On Friday, 30 March 2018 at 10:23:15 UTC, Cecil Ward wrote:
Say that I use say GDC or LDC. I want to declare a routine as
public in one compilation unit (.d src file) and be able to
access it from other compilation units.
Do I simply declare the routine with the word keyword public
before the usual declaration?
Or maybe that is the default, like not using the keyword static
with function declarations in C?
Global functions in a module have default "public" visibility
indeed.
https://dlang.org/spec/attribute.html#visibility_attributes
My principal question: If I successfully do this, with GCC or
LDC, will I be able to get the code for the externally defined
short routine expanded inline and fully integrated into the
generated code that corresponds to the calling source code? (So
no ‘call’ instruction is even found.)
What you want is "cross-module inlining".

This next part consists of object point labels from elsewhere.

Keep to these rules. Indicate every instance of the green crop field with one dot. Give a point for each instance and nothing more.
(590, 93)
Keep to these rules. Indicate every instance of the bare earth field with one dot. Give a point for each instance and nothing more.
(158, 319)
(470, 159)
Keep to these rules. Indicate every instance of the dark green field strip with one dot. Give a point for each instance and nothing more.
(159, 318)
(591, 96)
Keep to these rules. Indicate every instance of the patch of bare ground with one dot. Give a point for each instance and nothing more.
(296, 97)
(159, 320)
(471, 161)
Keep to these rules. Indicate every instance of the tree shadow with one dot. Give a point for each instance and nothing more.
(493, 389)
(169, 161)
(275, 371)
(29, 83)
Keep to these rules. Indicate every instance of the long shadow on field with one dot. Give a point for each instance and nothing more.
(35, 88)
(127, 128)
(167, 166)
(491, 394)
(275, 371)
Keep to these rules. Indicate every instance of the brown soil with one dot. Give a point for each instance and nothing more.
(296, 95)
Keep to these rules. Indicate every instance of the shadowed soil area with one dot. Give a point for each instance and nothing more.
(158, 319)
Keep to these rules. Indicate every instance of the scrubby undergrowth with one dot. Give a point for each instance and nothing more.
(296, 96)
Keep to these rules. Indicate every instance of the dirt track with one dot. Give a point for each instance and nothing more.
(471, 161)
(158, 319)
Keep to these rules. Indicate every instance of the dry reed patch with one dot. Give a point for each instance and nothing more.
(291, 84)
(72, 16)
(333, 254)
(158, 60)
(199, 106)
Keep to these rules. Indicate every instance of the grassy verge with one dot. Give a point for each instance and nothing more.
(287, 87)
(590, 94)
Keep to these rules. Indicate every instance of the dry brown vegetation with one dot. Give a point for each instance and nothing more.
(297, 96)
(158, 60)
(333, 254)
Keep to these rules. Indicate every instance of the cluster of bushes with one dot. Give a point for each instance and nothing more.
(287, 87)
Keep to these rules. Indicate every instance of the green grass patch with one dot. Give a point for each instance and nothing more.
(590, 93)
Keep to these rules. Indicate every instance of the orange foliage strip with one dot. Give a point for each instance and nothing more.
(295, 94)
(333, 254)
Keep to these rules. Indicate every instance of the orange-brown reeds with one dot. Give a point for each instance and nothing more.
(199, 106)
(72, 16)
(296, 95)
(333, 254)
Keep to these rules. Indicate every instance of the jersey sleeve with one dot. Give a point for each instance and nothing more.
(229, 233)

As far as I know, DMD and GDC will do cross-module inlining (if
inlining is profitable).
LDC does not, unless `-enable-cross-module-inlining` is enabled
(which is aggressive and may result in linking errors in specific
cases, https://github.com/ldc-developers/ldc/pull/1737).
LDC with LTO enabled will definitely give you cross-module
inlining (also for private functions).
You can force inlining with `pragma(inline, true)`, but it is
usually better to leave that decision up to the compiler.